Principal photography began in 2005. Filmed on location in Utah, it received production incentives from the Utah Film Commission, a state agency providing funding to promote development of the film industry in the western state. The waterfalls scene was filmed at Utah's Bridal Veil Falls. In addition to the towns of Circleville and Kanab, scenes were shot in Kane and Tooele Counties, as well as scenic Bryce Canyon. The Stearman biplane used in the aerial sequences was provided by the Utah Wing of the Commemorative Air Force. Costume designer Anna K. Findley used authentic, 1951-period Boy Scout uniforms in the costuming of Roy Parker (Ryan Kelly), including such details as the 16-year-old hero character's Life Scout badge.
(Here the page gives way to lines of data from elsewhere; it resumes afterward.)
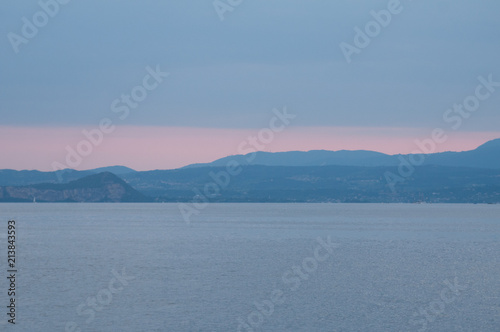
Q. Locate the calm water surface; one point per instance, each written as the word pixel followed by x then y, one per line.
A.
pixel 260 267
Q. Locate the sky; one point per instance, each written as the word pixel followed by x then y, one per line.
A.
pixel 162 84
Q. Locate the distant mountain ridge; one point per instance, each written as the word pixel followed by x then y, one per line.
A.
pixel 9 177
pixel 102 187
pixel 485 156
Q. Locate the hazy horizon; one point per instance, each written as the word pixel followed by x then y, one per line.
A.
pixel 174 83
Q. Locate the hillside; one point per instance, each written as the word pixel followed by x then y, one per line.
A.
pixel 485 156
pixel 102 187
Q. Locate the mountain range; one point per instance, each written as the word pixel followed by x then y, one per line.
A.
pixel 314 176
pixel 485 156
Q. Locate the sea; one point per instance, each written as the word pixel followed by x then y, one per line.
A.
pixel 251 267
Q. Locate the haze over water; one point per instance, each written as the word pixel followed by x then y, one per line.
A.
pixel 391 269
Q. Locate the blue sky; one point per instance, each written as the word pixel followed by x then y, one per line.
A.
pixel 229 74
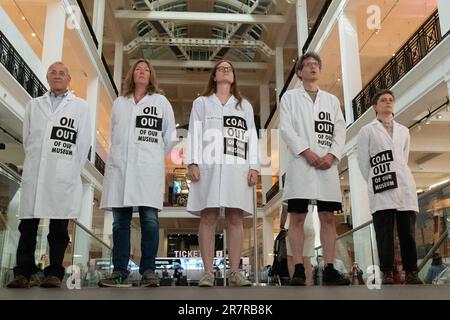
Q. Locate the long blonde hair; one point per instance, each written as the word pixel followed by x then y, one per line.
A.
pixel 129 86
pixel 212 85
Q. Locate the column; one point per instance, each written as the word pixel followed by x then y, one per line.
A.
pixel 302 24
pixel 279 72
pixel 118 65
pixel 52 48
pixel 267 239
pixel 351 68
pixel 98 22
pixel 444 15
pixel 92 98
pixel 264 104
pixel 107 230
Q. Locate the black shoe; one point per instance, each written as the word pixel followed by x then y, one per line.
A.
pixel 298 279
pixel 51 282
pixel 19 281
pixel 332 277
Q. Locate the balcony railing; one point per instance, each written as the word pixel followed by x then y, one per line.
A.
pixel 17 67
pixel 313 31
pixel 422 42
pixel 94 38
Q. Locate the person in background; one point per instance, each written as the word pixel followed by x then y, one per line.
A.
pixel 142 134
pixel 313 127
pixel 435 269
pixel 222 159
pixel 56 139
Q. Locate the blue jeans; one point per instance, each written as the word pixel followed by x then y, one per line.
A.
pixel 121 238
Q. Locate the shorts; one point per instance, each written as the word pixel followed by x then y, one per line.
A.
pixel 301 206
pixel 308 242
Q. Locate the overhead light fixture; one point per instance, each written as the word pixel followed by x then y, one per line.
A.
pixel 438 184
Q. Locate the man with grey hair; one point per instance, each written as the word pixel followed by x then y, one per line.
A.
pixel 56 140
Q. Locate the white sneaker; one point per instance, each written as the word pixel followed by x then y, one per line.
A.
pixel 207 280
pixel 236 279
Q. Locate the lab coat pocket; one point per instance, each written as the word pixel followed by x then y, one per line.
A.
pixel 115 157
pixel 65 171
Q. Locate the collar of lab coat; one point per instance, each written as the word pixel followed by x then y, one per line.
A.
pixel 303 91
pixel 232 100
pixel 47 105
pixel 131 99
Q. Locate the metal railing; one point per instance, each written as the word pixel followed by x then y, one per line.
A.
pixel 305 47
pixel 422 42
pixel 19 69
pixel 316 25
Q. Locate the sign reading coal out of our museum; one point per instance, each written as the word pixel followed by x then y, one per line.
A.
pixel 148 125
pixel 235 136
pixel 384 178
pixel 324 128
pixel 63 137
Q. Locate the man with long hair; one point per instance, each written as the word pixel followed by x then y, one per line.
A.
pixel 313 128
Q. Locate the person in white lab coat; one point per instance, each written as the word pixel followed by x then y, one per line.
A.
pixel 56 140
pixel 313 128
pixel 142 133
pixel 223 166
pixel 383 151
pixel 308 244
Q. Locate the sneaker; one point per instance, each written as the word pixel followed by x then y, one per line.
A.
pixel 412 277
pixel 117 280
pixel 388 277
pixel 150 279
pixel 51 282
pixel 236 279
pixel 207 280
pixel 332 277
pixel 19 281
pixel 299 278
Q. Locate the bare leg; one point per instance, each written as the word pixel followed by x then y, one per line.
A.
pixel 206 236
pixel 235 235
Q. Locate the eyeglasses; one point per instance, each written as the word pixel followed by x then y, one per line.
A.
pixel 224 69
pixel 54 73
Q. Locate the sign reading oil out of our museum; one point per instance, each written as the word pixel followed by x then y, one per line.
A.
pixel 193 253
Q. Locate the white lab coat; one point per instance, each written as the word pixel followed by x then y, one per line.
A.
pixel 56 147
pixel 389 180
pixel 141 135
pixel 320 127
pixel 222 140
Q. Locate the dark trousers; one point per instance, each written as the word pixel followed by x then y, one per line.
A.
pixel 383 222
pixel 58 239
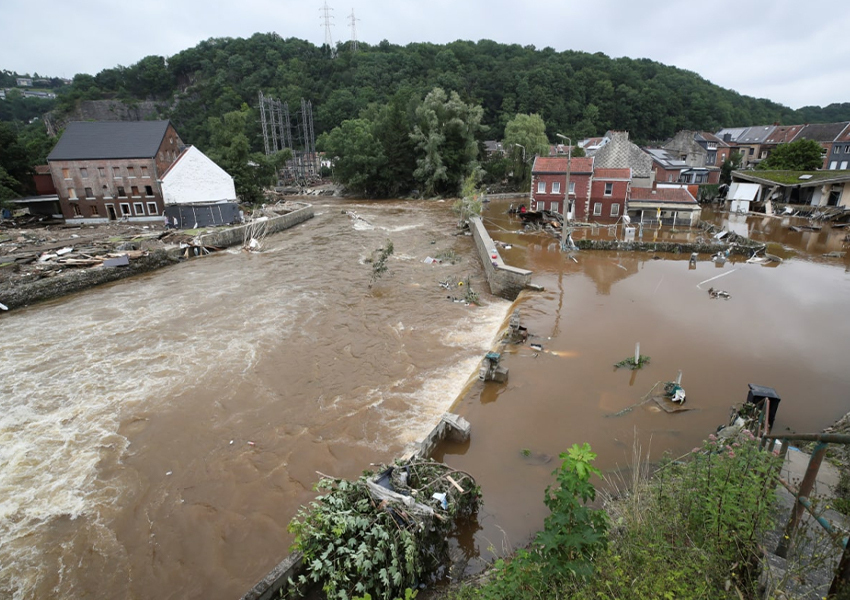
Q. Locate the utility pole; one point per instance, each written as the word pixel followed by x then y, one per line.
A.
pixel 353 26
pixel 565 210
pixel 327 17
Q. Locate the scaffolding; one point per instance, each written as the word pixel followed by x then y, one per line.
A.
pixel 278 125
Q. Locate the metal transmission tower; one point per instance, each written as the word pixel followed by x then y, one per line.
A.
pixel 264 123
pixel 353 24
pixel 327 17
pixel 278 124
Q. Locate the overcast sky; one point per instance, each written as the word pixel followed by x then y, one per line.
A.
pixel 791 51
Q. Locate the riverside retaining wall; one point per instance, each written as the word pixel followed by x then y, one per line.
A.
pixel 78 280
pixel 505 281
pixel 237 235
pixel 672 247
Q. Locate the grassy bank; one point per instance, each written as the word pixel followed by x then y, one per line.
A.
pixel 691 530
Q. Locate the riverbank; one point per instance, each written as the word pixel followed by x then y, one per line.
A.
pixel 32 270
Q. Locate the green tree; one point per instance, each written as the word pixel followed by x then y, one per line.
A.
pixel 525 138
pixel 445 137
pixel 802 155
pixel 357 155
pixel 729 165
pixel 230 149
pixel 15 164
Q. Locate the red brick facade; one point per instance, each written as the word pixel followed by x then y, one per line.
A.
pixel 110 189
pixel 609 194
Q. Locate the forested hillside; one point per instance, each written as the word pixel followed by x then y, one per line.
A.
pixel 385 92
pixel 576 93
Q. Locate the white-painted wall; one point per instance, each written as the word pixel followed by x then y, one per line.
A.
pixel 196 179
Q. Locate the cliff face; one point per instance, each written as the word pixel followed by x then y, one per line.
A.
pixel 104 110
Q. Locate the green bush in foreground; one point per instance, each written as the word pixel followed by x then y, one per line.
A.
pixel 689 532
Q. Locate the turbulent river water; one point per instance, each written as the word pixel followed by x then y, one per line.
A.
pixel 158 434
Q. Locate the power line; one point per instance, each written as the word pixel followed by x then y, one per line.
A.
pixel 353 26
pixel 327 17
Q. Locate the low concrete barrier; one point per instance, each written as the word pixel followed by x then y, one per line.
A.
pixel 505 281
pixel 671 247
pixel 236 235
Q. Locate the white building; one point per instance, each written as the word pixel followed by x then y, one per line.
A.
pixel 197 192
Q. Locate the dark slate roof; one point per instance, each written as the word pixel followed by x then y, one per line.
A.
pixel 112 139
pixel 821 132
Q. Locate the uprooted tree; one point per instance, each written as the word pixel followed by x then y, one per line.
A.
pixel 384 533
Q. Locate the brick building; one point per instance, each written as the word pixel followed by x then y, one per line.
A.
pixel 106 171
pixel 609 195
pixel 549 180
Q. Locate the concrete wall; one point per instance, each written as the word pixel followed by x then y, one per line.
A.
pixel 505 281
pixel 236 235
pixel 194 178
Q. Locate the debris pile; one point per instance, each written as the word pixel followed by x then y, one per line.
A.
pixel 384 532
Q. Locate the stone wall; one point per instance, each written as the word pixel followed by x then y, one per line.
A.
pixel 505 281
pixel 78 280
pixel 236 235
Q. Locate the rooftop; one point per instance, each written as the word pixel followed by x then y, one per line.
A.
pixel 114 139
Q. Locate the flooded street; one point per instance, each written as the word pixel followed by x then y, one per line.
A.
pixel 783 327
pixel 158 434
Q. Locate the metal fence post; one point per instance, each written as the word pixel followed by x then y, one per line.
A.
pixel 804 490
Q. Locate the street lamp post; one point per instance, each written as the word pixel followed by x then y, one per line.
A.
pixel 565 210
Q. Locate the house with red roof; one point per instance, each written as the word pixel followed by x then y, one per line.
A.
pixel 549 183
pixel 609 196
pixel 667 205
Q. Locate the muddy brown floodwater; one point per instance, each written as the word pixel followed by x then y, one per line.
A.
pixel 785 326
pixel 158 434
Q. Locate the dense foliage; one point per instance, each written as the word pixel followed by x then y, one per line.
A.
pixel 573 93
pixel 576 93
pixel 802 155
pixel 690 531
pixel 355 542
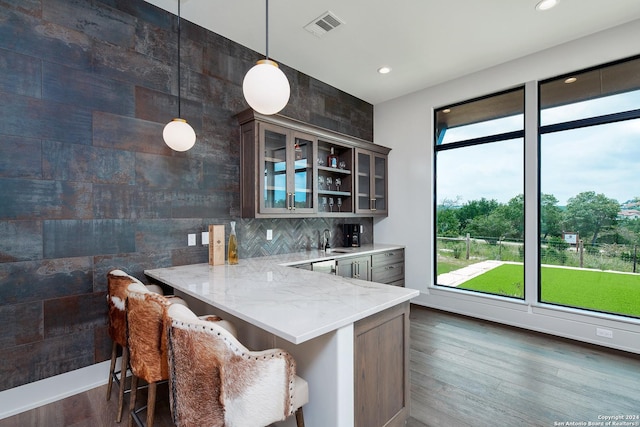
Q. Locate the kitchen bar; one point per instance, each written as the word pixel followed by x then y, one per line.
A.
pixel 314 316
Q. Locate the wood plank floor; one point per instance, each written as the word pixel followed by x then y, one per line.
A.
pixel 464 372
pixel 467 372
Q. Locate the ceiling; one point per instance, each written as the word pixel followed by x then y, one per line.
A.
pixel 425 42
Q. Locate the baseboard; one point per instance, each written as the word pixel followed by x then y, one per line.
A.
pixel 33 395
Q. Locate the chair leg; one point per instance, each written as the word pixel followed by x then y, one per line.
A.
pixel 123 380
pixel 132 398
pixel 112 368
pixel 151 404
pixel 299 417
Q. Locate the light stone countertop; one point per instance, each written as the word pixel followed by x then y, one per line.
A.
pixel 294 304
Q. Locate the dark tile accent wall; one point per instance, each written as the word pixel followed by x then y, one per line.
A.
pixel 86 182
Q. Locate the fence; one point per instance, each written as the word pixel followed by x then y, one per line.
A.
pixel 554 251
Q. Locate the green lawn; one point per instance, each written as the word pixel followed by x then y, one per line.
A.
pixel 596 290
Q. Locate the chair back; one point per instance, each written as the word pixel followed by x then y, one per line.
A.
pixel 147 336
pixel 217 381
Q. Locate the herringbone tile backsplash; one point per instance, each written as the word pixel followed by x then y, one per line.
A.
pixel 293 234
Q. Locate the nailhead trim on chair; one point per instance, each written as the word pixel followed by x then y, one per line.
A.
pixel 238 352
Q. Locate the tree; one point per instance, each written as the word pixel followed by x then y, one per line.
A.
pixel 474 209
pixel 589 213
pixel 495 225
pixel 550 216
pixel 447 222
pixel 513 211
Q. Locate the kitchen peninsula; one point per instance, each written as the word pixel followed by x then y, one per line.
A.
pixel 341 331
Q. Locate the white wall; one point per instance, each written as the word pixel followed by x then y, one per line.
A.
pixel 405 125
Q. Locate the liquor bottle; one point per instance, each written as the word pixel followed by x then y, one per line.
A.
pixel 332 159
pixel 232 258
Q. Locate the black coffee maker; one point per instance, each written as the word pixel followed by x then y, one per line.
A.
pixel 351 235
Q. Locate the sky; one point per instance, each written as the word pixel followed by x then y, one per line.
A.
pixel 604 159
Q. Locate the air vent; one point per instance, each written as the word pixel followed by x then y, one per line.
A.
pixel 323 24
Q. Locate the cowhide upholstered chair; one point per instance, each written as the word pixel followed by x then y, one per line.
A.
pixel 216 381
pixel 147 339
pixel 117 283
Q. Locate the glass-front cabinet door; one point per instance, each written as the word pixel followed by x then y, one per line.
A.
pixel 287 158
pixel 371 182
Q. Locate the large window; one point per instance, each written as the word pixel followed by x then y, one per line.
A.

The train sequence was filmed on Utah's Heber Valley Historic Railroad, using 2-8-0 "Consolidation"-type steam locomotive #618. The engine's original owner was the Union Pacific Railroad - whose trains were sometimes the target of Cassidy's larcenous ways in the 1890s.

==Release==
The film was released in 2006 by GO Films and then as a direct to video movie on DVD in 2007. Film critic David Cornelius rated it one of the ten best direct-to-video movies of 2007, saying, "Those seeking old fashioned family fun should look no further than this rip-roarin’ tale of Butch Cassidy's teenage nephew, caught up in a wild race to find hidden gold".

==Awards==
Ryan Little and Adam Abel won the Heartland Film Festival's Crystal Heart Award for independent filmmakers in 2006, for Outlaw Trail: The Treasure of Butch Cassidy.